We already know that different species cannot interbreed – have fertile offspring-, so gene flow is stopped.  Why does that happen?

This is due to the prezygotic and postzygotic reproductive isolation. These are barriers which prevent interbreed happening. They avoid it either before fertilization, in prezygotic ones; or after fertilization has occurred, postzygotic.

The prezygotic reproductive isolation mechanisms are :

  • Habitat: living beings from different areas cannot mate as they cannot possibly meet either.
  • Behavioural: during the selection of a possible mate, individuals from different species may discard each other as they don’t have the same mating rituals.
  • Temporal: individuals from different species may be in season at different times in the year so they won’t be interested in copulating at the same time.
  • Mechanical: different species may have different sex organs which aren’t compatible. It just won’t fit.
  • Gametic: for fertilisation to occur, the sperm must reach the ovum. For this to happen they usually attract each other through chemical means, but the chemicals might vary from one specie to another. In this case gametes won’t recognise each other and fertilization won’t take place.

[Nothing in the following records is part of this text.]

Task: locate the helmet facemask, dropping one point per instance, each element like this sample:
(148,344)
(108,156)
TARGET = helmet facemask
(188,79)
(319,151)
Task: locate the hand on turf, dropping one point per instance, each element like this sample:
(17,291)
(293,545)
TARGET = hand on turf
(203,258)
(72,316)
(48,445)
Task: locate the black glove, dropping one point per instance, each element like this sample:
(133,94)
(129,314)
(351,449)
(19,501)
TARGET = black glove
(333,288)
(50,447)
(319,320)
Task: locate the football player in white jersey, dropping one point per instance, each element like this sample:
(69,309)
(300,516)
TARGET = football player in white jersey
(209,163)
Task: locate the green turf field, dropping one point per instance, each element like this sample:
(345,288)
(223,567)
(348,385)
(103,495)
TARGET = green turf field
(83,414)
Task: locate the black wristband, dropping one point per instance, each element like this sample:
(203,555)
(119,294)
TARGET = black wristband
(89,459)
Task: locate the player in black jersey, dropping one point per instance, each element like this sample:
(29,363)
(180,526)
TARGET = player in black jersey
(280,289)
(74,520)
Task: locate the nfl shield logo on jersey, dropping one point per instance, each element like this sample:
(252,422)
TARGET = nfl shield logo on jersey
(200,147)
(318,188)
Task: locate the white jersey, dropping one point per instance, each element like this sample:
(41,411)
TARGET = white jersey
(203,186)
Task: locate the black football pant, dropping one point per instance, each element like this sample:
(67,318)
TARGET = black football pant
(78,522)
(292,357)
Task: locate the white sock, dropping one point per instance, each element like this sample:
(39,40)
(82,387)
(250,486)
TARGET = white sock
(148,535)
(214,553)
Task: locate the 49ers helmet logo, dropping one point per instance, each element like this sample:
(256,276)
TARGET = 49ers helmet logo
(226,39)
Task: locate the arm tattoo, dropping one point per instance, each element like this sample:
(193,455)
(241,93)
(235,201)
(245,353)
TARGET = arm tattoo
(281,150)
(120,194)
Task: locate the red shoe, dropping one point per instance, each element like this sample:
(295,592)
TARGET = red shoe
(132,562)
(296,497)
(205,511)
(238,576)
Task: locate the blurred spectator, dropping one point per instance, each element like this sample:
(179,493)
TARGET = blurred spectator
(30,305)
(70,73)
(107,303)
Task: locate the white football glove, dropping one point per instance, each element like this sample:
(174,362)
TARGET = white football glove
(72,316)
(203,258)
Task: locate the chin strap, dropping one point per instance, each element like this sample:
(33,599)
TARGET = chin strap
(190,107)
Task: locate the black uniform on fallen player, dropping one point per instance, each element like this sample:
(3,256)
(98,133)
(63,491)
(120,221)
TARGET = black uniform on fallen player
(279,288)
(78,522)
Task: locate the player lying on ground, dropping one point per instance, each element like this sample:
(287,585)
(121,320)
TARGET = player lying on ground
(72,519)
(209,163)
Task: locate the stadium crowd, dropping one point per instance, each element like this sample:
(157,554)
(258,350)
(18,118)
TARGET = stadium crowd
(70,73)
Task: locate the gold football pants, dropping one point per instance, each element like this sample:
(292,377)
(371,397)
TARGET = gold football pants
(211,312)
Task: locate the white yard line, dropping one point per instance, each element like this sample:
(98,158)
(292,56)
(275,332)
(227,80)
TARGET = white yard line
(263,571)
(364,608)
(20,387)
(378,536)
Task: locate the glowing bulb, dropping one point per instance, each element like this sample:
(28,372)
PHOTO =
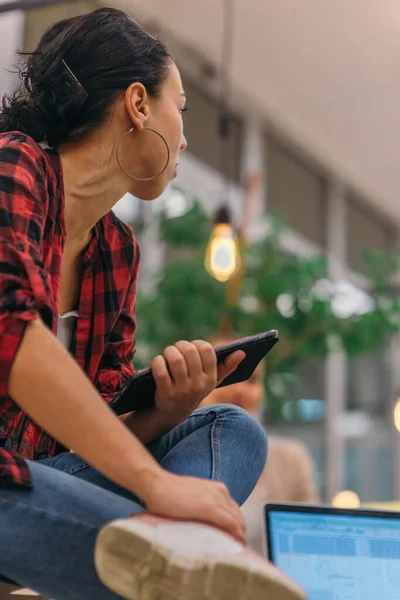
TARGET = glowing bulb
(222,255)
(396,415)
(346,499)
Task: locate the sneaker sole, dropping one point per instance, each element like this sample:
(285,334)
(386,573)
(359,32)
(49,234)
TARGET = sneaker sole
(133,563)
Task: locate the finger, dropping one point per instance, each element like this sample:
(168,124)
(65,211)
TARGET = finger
(192,358)
(177,366)
(161,375)
(208,358)
(230,364)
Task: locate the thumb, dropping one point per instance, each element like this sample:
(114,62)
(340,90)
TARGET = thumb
(230,364)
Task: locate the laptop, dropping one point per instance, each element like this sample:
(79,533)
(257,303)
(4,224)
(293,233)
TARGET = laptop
(336,554)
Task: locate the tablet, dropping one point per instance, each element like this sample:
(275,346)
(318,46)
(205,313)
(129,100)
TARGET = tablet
(139,391)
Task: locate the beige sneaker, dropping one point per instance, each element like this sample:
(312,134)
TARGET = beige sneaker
(149,558)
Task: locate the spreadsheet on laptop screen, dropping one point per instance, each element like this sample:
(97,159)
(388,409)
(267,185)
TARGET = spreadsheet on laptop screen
(336,557)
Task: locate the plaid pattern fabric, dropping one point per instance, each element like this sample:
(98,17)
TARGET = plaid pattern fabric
(32,237)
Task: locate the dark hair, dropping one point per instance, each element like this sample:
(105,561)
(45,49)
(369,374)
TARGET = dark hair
(71,80)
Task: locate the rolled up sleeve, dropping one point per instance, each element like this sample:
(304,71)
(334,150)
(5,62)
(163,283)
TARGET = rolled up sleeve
(117,363)
(25,291)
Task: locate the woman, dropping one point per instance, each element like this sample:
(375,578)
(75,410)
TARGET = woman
(99,114)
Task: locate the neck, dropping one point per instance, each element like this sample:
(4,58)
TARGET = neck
(93,184)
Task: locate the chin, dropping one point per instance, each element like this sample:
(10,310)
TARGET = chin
(149,190)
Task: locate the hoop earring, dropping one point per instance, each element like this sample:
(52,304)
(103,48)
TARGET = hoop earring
(143,178)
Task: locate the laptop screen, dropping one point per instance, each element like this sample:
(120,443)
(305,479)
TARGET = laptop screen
(337,557)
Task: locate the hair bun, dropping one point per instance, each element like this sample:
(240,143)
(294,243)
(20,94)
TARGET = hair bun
(20,114)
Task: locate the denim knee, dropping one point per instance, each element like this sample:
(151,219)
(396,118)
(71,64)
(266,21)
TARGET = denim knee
(249,433)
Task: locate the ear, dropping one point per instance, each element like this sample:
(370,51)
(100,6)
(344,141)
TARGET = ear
(136,104)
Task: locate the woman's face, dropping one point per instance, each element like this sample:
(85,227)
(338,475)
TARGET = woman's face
(144,154)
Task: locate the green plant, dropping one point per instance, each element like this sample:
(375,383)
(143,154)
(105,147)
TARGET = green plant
(280,290)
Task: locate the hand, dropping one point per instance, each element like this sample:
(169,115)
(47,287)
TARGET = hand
(185,374)
(193,499)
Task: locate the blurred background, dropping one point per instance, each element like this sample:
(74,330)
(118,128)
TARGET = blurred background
(285,213)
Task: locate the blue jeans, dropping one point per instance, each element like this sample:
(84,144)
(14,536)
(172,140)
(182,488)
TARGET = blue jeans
(47,535)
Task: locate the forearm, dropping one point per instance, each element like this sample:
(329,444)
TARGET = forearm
(147,425)
(50,387)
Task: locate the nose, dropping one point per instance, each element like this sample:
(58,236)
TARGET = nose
(183,144)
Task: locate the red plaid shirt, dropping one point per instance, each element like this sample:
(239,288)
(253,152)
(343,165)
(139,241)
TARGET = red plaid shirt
(32,237)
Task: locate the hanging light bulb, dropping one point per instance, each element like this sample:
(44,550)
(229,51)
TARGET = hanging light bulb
(396,414)
(346,499)
(222,254)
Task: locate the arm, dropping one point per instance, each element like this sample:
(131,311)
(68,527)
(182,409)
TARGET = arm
(306,487)
(116,367)
(34,367)
(42,371)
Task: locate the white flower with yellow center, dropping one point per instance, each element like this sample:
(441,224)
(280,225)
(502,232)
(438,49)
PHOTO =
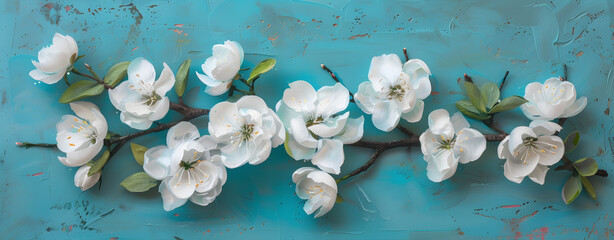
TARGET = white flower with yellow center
(141,99)
(316,130)
(447,142)
(81,137)
(553,99)
(530,150)
(318,188)
(54,61)
(189,166)
(246,130)
(220,69)
(394,91)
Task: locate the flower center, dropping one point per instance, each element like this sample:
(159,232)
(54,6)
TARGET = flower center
(188,165)
(396,92)
(246,132)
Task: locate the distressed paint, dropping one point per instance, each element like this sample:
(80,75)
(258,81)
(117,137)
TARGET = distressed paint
(483,38)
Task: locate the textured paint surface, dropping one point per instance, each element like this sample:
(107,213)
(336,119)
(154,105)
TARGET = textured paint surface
(394,199)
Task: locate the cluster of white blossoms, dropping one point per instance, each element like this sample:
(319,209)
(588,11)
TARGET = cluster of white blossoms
(313,126)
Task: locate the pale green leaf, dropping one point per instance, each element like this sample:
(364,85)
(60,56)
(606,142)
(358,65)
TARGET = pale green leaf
(116,73)
(181,78)
(588,186)
(571,141)
(138,152)
(467,108)
(474,96)
(139,182)
(508,104)
(98,164)
(586,166)
(572,189)
(261,68)
(80,90)
(490,94)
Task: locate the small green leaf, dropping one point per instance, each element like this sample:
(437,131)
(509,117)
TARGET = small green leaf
(139,182)
(98,164)
(116,73)
(571,141)
(181,78)
(508,104)
(490,94)
(138,152)
(586,166)
(572,188)
(588,186)
(474,96)
(80,90)
(467,108)
(339,199)
(261,68)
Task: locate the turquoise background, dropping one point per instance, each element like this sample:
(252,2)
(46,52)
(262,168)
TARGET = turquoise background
(394,199)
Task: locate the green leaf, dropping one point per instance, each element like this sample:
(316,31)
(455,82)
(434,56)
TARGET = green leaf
(474,96)
(490,94)
(508,104)
(261,68)
(572,188)
(98,164)
(139,182)
(81,90)
(586,166)
(138,152)
(181,78)
(116,73)
(588,186)
(467,108)
(571,141)
(339,199)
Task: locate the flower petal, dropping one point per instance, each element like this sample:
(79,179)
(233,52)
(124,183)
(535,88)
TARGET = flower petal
(169,200)
(386,115)
(157,161)
(353,130)
(539,174)
(180,133)
(330,127)
(329,156)
(470,144)
(415,114)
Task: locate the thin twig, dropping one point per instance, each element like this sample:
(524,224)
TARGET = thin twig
(503,81)
(405,53)
(336,79)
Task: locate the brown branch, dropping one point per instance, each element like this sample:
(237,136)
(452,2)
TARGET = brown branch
(381,147)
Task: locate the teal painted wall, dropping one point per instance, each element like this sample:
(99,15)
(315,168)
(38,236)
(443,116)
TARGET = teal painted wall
(394,199)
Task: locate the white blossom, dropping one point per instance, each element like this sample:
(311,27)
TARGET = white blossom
(530,150)
(316,128)
(189,166)
(394,91)
(553,99)
(247,130)
(81,137)
(220,69)
(141,99)
(318,188)
(447,142)
(54,61)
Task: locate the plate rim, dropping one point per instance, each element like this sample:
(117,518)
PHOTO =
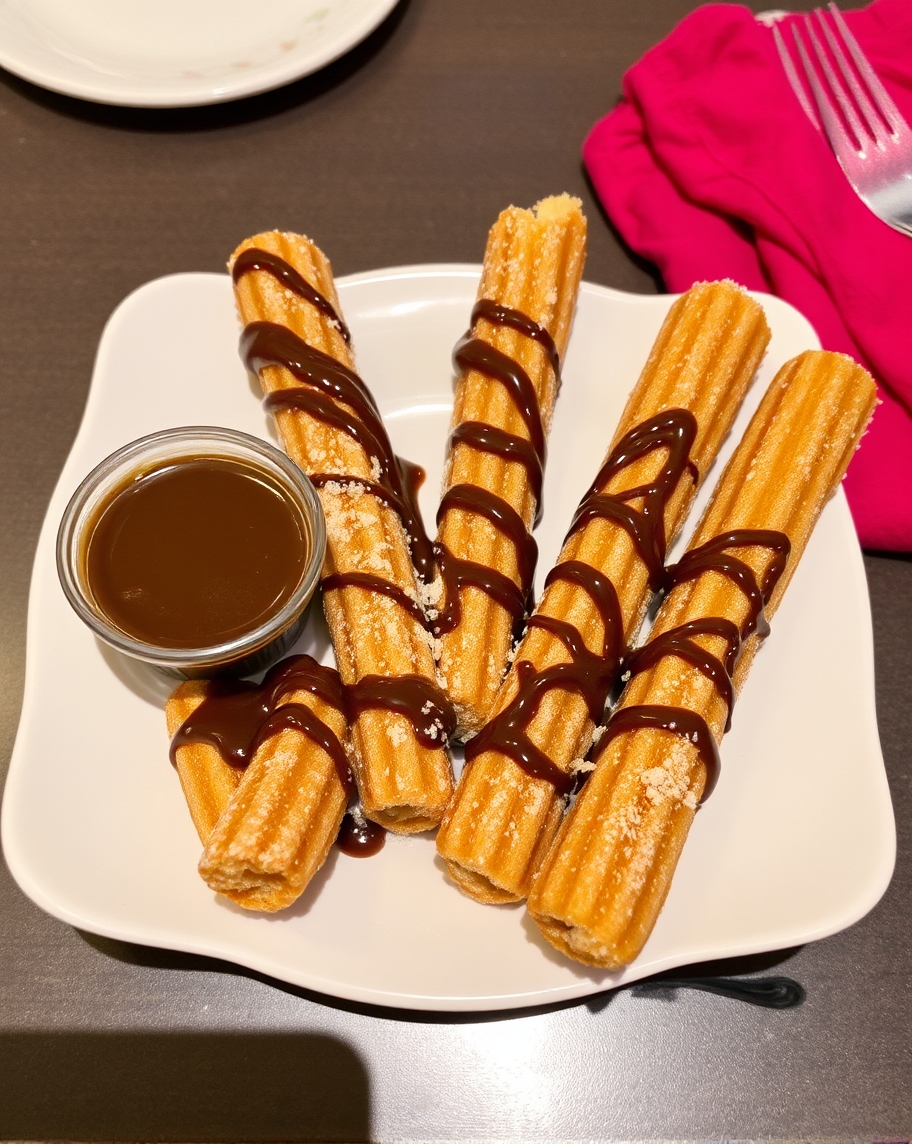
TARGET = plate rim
(123,93)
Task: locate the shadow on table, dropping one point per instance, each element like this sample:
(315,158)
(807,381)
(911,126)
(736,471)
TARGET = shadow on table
(652,986)
(219,114)
(174,1086)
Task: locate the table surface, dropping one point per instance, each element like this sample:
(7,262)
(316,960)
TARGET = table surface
(402,152)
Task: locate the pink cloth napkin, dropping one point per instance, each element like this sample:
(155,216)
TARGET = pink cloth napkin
(710,168)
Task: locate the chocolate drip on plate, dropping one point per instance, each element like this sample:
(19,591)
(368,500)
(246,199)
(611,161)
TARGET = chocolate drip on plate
(359,837)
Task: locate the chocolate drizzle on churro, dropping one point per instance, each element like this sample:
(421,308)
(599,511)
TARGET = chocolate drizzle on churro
(413,696)
(588,674)
(235,713)
(326,383)
(473,352)
(713,556)
(255,259)
(672,429)
(237,717)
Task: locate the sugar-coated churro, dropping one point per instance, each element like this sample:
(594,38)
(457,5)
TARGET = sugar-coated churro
(508,381)
(296,341)
(207,780)
(510,797)
(601,887)
(285,815)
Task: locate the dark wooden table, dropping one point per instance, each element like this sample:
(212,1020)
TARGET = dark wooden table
(404,151)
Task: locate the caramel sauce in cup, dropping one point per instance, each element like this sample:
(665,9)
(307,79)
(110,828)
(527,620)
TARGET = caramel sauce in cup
(193,549)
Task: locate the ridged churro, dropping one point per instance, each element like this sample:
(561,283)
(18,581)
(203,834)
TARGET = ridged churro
(510,797)
(207,780)
(600,889)
(509,376)
(295,340)
(278,827)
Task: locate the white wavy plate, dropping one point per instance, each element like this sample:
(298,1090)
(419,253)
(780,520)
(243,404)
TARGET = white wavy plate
(173,54)
(795,843)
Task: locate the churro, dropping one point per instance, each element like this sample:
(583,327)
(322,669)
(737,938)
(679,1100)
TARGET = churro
(294,338)
(207,780)
(600,889)
(508,381)
(285,815)
(512,794)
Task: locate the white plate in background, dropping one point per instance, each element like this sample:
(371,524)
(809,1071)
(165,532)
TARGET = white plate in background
(796,842)
(174,54)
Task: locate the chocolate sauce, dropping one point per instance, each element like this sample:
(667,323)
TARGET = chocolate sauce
(588,674)
(592,675)
(502,516)
(473,352)
(327,382)
(359,837)
(680,642)
(335,395)
(237,717)
(490,439)
(254,259)
(713,556)
(196,551)
(458,573)
(232,715)
(415,697)
(672,429)
(370,582)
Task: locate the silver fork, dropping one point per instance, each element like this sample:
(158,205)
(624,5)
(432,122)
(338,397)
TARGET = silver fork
(869,136)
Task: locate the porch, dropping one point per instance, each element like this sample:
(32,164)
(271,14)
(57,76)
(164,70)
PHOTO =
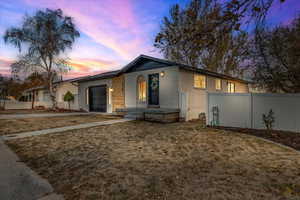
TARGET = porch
(163,115)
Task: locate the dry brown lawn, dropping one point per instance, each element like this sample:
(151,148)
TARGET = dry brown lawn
(22,111)
(141,160)
(12,126)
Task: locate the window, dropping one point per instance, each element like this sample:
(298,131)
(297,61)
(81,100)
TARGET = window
(141,87)
(199,81)
(230,87)
(87,96)
(46,96)
(218,84)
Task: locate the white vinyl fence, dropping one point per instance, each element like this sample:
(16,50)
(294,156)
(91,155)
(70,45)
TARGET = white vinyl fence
(246,110)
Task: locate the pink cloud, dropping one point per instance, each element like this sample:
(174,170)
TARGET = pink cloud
(112,24)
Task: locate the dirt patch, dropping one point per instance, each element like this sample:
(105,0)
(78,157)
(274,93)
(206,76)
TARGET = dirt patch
(287,138)
(141,160)
(12,126)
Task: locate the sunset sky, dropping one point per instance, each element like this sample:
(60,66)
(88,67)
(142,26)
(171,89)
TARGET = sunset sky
(113,32)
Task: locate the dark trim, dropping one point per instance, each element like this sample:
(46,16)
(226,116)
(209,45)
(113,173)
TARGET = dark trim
(106,93)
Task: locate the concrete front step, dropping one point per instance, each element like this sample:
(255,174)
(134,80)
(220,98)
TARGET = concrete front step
(134,115)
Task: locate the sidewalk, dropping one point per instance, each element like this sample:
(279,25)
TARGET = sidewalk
(62,129)
(19,182)
(22,116)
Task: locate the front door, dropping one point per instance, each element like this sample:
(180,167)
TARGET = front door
(153,85)
(97,98)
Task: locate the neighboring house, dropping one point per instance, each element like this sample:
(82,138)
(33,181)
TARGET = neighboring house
(42,96)
(152,83)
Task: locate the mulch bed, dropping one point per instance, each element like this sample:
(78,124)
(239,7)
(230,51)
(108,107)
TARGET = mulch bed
(291,139)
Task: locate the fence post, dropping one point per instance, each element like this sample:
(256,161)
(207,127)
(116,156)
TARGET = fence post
(251,109)
(207,102)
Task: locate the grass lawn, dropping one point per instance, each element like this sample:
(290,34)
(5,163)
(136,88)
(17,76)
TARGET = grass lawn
(142,160)
(12,126)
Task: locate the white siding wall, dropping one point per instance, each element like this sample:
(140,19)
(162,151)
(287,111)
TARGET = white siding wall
(82,93)
(168,87)
(196,97)
(246,110)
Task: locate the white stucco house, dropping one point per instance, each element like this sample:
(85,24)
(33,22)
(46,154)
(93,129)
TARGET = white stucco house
(41,96)
(152,84)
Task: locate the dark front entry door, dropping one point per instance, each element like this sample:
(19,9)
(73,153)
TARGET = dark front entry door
(97,98)
(153,89)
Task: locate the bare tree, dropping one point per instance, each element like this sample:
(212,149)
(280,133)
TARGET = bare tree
(45,36)
(276,58)
(200,35)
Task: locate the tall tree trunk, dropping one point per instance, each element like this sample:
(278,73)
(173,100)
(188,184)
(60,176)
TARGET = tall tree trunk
(33,99)
(52,93)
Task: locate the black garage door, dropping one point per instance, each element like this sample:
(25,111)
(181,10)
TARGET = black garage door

The postzygotic reproductive isolation mechnisms are the following:

  • Hybrid viability: sometimes the hybrid dies prematurely.
  • Hybrid fertility: even if an offspring is produced from the mating of different species usually they are infertile as they generally have a random mixed number of chromosomes (so it’s not the same even between hybrids).
  • Hybrid breakdown: if the hybrid results to be fertile, the hybrid population might dissappear along time as from one generation to the next they may result weaker, less fertile, etc.